I dati della società di analisi Nansen hanno identificato gli asset trasferiti come 6.850 StakeWise Staked Ether (OSETH), 6.590 Wrapped Ether (WETH) e 4.260 Lido wstETH (wSTETH).

Gli analisti on-chain hanno iniziato a monitorare il comportamento del wallet, osservando somiglianze con i precedenti modelli di drenaggio della DeFi.

La società di sicurezza blockchain Cyvers ha riferito che fino a 84 milioni di dollari di transazioni sospette su più catene potrebbero essere collegate a Balancer.

L’azienda sta attualmente analizzando se i trasferimenti siano stati coordinati attraverso vulnerabilità di smart-contract o facilitati da un exploit esterno che sfrutta i flussi di liquidità interprotocollare.

Storia degli attacchi a Balancer

Nel settembre 2023, il sito web del protocollo è stato compromesso attraverso un dirottamento del sistema dei nomi di dominio (DNS) che ha reindirizzato gli utenti a un’interfaccia di phishing.

Gli hacker hanno eseguito smart contract dannosi progettati per catturare chiavi private e prosciugare fondi, con conseguenti perdite di circa 238.000 dollari, secondo l’investigatore blockchain ZachXBT.

Solo un mese prima, ad agosto, Balancer ha segnalato un exploit di stablecoin che è costato ai fornitori di liquidità quasi 1 milione di dollari.

L’incidente si è verificato poco dopo che il team ha rivelato una “vulnerabilità critica” che interessava alcuni pool di liquidità, che era stata parzialmente mitigata ma rimaneva sfruttabile in configurazioni specifiche.

Il ripetersi di incidenti in un lasso di tempo così breve suggerisce che la natura open source della DeFi, oltre a promuovere l’innovazione, fornisce agli aggressori un progetto in evoluzione per individuare i punti deboli del protocollo.

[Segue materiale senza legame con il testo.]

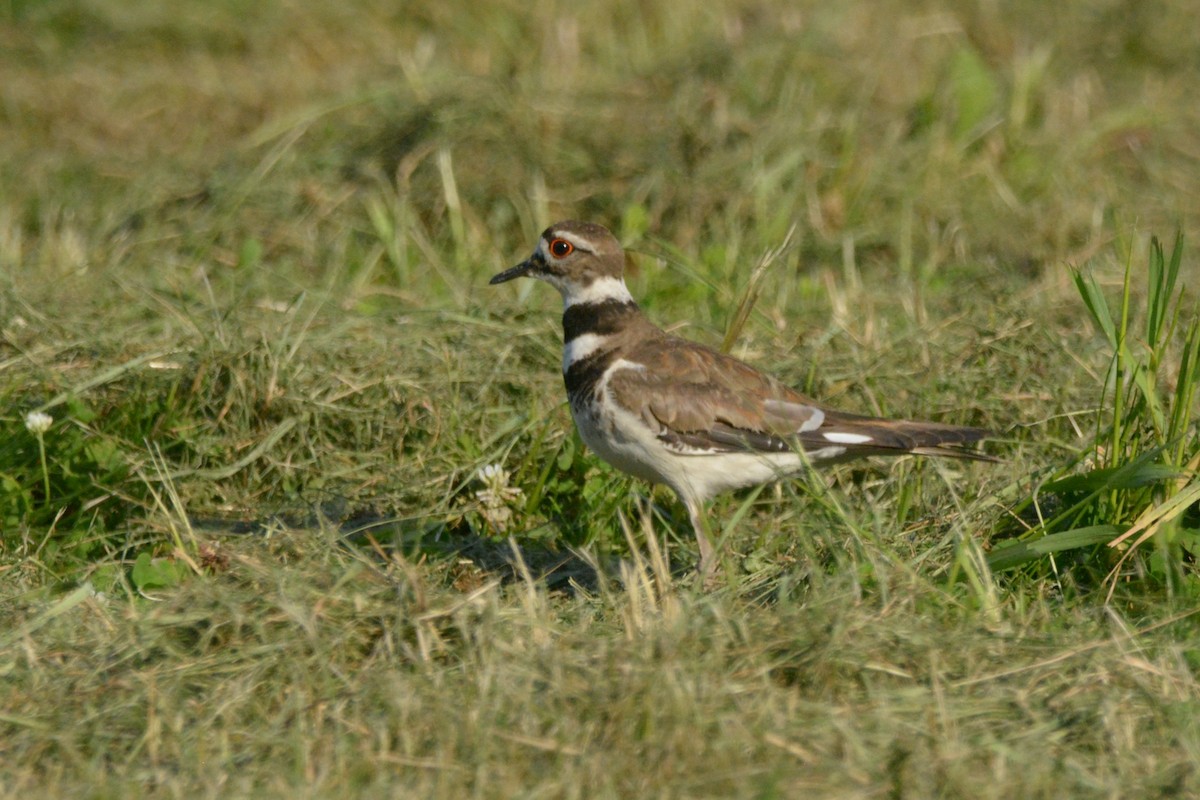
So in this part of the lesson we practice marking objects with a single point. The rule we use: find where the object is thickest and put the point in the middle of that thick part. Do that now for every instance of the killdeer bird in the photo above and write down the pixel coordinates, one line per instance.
(678, 413)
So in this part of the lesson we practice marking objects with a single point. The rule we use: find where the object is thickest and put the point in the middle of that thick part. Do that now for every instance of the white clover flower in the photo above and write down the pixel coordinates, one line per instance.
(39, 422)
(497, 495)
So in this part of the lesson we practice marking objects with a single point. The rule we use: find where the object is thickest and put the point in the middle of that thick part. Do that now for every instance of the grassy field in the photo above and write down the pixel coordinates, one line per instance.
(244, 260)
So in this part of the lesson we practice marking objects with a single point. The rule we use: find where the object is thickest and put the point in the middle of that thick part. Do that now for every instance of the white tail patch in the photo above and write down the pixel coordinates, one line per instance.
(599, 290)
(843, 438)
(581, 347)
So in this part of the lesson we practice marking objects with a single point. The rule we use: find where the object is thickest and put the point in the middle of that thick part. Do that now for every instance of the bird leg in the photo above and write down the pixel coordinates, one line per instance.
(707, 552)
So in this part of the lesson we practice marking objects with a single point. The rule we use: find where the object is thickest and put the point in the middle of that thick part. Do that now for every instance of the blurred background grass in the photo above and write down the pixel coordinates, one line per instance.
(244, 253)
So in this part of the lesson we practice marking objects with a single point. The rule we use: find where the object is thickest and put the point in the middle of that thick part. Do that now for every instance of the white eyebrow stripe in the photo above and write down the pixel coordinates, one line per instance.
(844, 438)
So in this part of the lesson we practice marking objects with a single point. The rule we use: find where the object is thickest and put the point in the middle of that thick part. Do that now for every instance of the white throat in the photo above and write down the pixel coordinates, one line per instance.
(599, 290)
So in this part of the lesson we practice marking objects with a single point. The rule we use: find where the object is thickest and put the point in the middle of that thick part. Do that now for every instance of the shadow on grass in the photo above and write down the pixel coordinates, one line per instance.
(472, 557)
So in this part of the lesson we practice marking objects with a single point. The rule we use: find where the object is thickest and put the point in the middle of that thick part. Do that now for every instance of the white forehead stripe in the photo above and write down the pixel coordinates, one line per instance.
(600, 290)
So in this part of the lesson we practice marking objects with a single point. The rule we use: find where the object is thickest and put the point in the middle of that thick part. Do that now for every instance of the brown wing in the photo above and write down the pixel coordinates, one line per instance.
(702, 401)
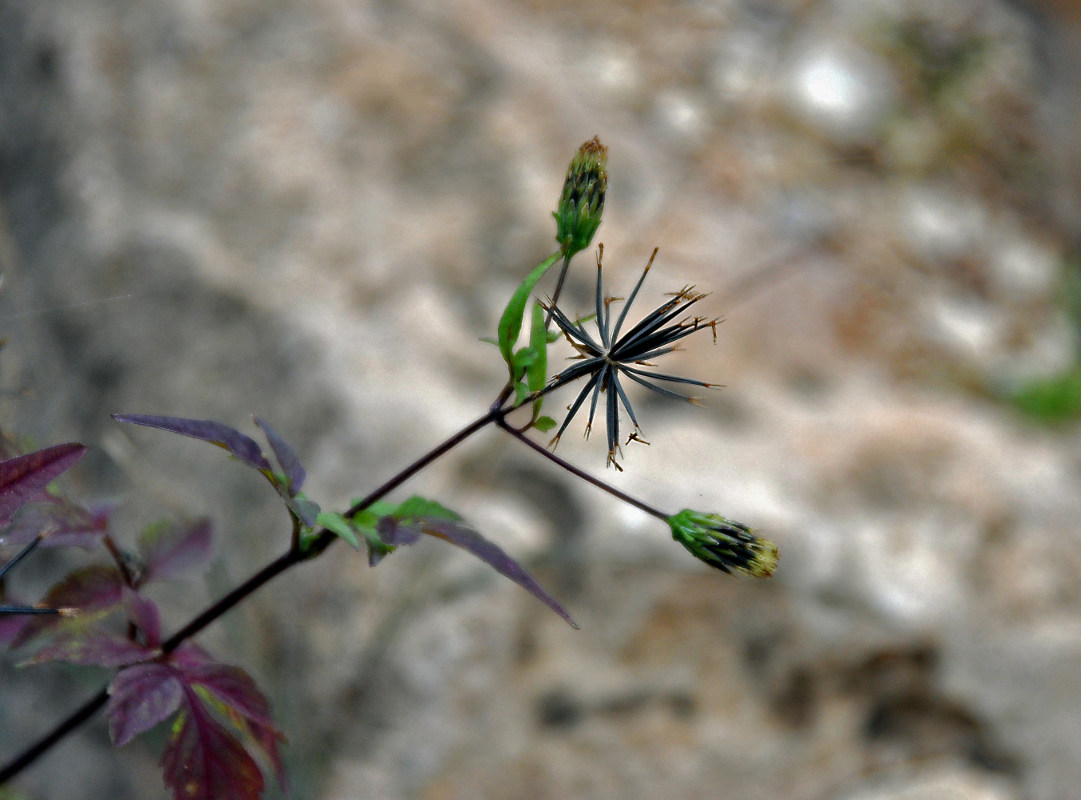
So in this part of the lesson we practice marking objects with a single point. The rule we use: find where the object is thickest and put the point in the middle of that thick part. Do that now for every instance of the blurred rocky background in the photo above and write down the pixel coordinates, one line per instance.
(311, 211)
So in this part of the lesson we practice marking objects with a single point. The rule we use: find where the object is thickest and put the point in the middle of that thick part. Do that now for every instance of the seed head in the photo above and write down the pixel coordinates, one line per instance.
(724, 544)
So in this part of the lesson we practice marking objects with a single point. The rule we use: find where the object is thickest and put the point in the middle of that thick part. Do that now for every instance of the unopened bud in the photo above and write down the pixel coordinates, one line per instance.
(582, 202)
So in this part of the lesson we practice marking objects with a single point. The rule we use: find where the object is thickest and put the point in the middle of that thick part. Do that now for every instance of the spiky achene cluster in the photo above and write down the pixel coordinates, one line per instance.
(618, 355)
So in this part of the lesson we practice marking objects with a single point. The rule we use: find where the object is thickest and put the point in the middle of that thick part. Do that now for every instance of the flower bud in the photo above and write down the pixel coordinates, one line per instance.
(582, 202)
(724, 544)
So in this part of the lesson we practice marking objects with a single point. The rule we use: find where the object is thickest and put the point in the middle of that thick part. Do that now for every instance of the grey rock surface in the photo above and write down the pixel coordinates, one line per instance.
(311, 211)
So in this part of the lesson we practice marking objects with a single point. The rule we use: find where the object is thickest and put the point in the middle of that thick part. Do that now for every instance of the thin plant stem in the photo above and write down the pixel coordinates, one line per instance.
(579, 474)
(21, 555)
(294, 556)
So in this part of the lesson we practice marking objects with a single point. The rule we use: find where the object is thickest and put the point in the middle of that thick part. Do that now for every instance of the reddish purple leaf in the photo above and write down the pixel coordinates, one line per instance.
(92, 647)
(285, 455)
(91, 588)
(143, 613)
(139, 697)
(169, 550)
(203, 761)
(24, 477)
(239, 444)
(494, 557)
(417, 515)
(244, 704)
(10, 626)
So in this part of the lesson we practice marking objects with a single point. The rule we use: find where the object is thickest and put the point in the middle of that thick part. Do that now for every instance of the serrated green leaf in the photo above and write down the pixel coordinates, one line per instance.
(510, 322)
(521, 391)
(417, 506)
(536, 373)
(524, 358)
(339, 527)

Queste violazioni dimostrano che gli audit di sicurezza da soli non sono sufficienti senza un monitoraggio continuo on-chain e sistemi di mitigazione del rischio in tempo reale.

Il paradosso della sicurezza della DeFi

Il caso Balancer illustra un paradosso al centro della finanza decentralizzata.

Eliminando gli intermediari, i protocolli ottengono trasparenza e autonomia, eliminando al contempo la possibilità di intervento in caso di appropriazione indebita di fondi.

A differenza degli exchange centralizzati che possono congelare o invertire le transazioni, i protocolli DeFi operano su smart contract immutabili.

Una volta sfruttate, le perdite sono permanenti e in genere irrecuperabili.

Questa rigidità strutturale ha suscitato critiche da parte degli investitori istituzionali che considerano tali vulnerabilità come ostacoli all’adozione su larga scala.

In risposta, alcuni progetti DeFi hanno introdotto difese a più livelli come pool assicurativi decentralizzati, quadri di audit avanzati e verifica formale del codice contrattuale.

Tuttavia, queste misure rimangono incoerenti in tutto l’ecosistema.

I ripetuti problemi di sicurezza di Balancer possono quindi fungere da caso di studio su come gli incentivi alla liquidità e la componibilità possano amplificare l’esposizione sistemica.

Man mano che i protocolli DeFi diventano più interconnessi attraverso standard di token condivisi e bridge cross-chain, un singolo smart contract compromesso può innescare rischi finanziari a cascata su più piattaforme.